Memory Sizing Requirements
Review the following sections for factors that will influence how you size memory and erasure coding, as well as how you configure Netmail Store.
How RAM Affects Storage
The storage cluster is capable of holding the sum of the maximum object counts from all nodes in the cluster. The number of individual objects that can be stored on a Netmail Store node depends both on its drive capacity and the amount of its system RAM.
The following table shows estimates of the maximum possible number of replicated objects (regardless of size) that you can store on a node, based on the amount of RAM in the node, with the default 2 replicas being store. Each replica takes one slot in the in-memory index maintained on the node.
|Amount of RAM||Maximum number of immutable unnamed streams||Maximum number of unnamed streams or named streams|
|4BG||33 million||16 million|
|8GB||66 million||33 million|
|12GB||132 million||66 million|
How the Overlay Index Affects RAM
Larger clusters (those above 32 nodes by default) need additional RAM resources to take advantage of the Overlay Index.

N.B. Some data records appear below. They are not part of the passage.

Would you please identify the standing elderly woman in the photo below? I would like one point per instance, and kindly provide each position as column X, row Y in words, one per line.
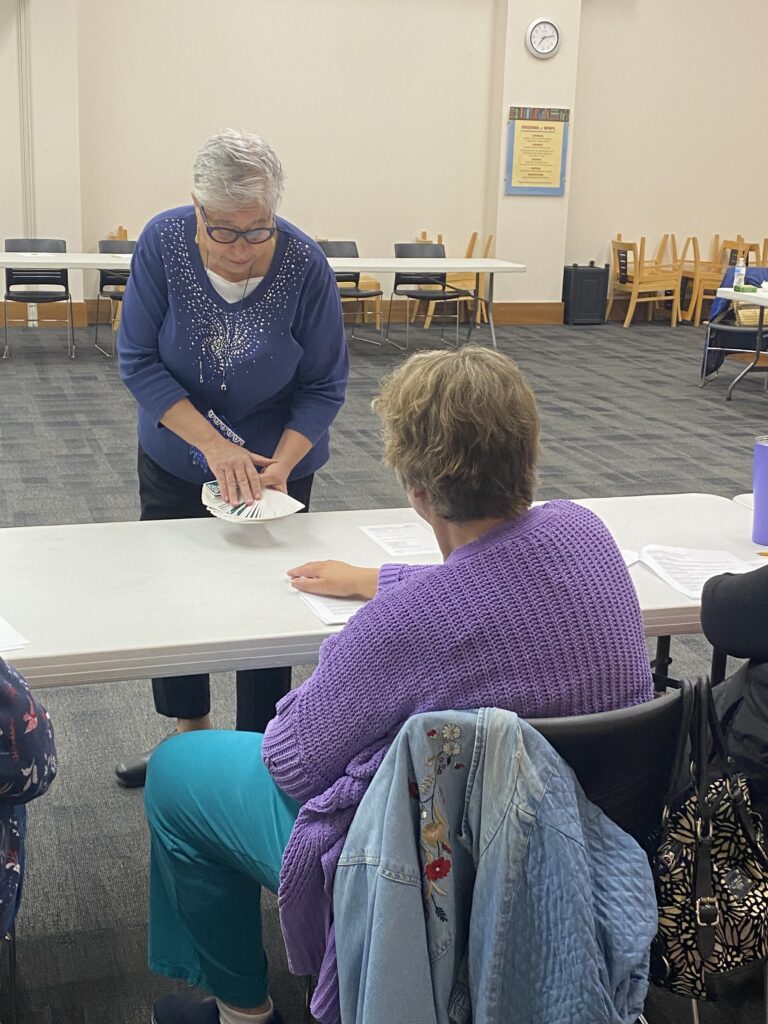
column 232, row 343
column 531, row 610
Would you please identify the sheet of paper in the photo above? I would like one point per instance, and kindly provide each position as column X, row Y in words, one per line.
column 687, row 569
column 404, row 539
column 333, row 610
column 10, row 639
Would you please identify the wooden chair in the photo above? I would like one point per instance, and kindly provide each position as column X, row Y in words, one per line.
column 708, row 281
column 692, row 267
column 461, row 281
column 641, row 281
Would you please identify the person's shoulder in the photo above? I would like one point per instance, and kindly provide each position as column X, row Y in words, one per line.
column 561, row 513
column 309, row 245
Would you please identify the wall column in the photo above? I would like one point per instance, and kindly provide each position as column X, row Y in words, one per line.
column 530, row 229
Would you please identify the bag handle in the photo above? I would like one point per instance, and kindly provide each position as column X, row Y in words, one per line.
column 687, row 690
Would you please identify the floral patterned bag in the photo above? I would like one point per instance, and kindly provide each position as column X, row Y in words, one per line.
column 711, row 866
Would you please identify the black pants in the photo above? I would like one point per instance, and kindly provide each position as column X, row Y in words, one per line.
column 164, row 496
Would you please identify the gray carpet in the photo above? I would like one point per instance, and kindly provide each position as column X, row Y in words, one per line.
column 622, row 415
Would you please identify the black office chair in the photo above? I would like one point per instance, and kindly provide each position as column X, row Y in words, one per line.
column 625, row 760
column 425, row 288
column 24, row 280
column 111, row 285
column 350, row 286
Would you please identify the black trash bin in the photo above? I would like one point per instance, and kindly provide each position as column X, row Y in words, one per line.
column 585, row 292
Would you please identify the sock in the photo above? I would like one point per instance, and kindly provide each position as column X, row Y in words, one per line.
column 229, row 1016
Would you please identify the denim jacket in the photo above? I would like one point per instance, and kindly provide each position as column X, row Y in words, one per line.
column 477, row 883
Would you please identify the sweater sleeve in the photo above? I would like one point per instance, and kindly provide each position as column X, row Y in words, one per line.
column 28, row 754
column 734, row 613
column 392, row 573
column 366, row 685
column 324, row 368
column 144, row 308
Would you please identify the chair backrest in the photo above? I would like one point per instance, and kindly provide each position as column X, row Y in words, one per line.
column 24, row 278
column 419, row 250
column 342, row 249
column 113, row 279
column 624, row 759
column 628, row 258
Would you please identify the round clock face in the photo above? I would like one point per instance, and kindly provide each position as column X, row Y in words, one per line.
column 543, row 38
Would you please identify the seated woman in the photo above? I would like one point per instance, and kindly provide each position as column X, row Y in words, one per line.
column 28, row 766
column 531, row 610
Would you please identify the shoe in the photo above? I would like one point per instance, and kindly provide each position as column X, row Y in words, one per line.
column 181, row 1008
column 132, row 772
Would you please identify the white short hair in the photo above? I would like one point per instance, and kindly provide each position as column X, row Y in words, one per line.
column 236, row 169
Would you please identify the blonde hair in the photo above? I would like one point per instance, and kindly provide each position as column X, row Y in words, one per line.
column 464, row 428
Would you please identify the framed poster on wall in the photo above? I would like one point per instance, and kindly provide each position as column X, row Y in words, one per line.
column 537, row 148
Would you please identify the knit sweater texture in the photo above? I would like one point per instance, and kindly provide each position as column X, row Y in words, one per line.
column 539, row 615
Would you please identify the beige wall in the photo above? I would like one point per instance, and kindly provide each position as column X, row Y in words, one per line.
column 11, row 212
column 390, row 117
column 531, row 229
column 379, row 111
column 669, row 130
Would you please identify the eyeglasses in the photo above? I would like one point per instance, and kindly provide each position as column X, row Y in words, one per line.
column 226, row 236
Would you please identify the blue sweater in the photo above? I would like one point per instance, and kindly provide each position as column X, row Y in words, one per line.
column 275, row 360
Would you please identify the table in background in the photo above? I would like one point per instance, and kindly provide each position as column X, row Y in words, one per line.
column 390, row 264
column 109, row 601
column 360, row 264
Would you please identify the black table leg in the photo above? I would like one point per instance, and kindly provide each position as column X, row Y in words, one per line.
column 719, row 666
column 662, row 663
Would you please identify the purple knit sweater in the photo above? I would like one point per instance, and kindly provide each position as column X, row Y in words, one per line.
column 539, row 616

To store the same number of
reps=2 object counts above and utilize the Overlay Index, increase RAM as follows:
- Immutable unnamed objects: 50% additional RAM
- Aliased or named objects: 25% additional RAM
Smaller clusters and larger clusters where the Overlay Index is disabled do not need this additional RAM.
How Erasure Coding Affects RAM
The number of erasure-coded objects that can be stored on a node per GB of RAM is dependent on the size of the object and the configured encoding. The erasure-coding manifest takes two index slots per object, regardless of the type of object (named, unnamed immutable, or unnamed anchor). Each erasure-coded segment in an erasure set takes one index slot. Larger objects can have multiple erasure sets, so you would have multiple sets of segments.
k:p encoding (integers for the data (
k) and parity (
p) segment counts), there are
p+1 manifests (up to the
ec.maxManifests maximum). For
5:2 encoding, that would mean 3 manifests.
For example, with the default segment size of 200 MB and a configured encoding of
- 1-GB object: (5+2) slots for segments and (2+1) for manifests = 10 index slots
- 3-GB object: 3 sets of segments @ 10 slots each = 30 index slots
Additional RAM: Larger clusters (above 32 nodes by default) need additional RAM resources to take advantage of the Overlay Index. For erasure-coded objects, allocate 10% additional RAM to enable the Overlay Index.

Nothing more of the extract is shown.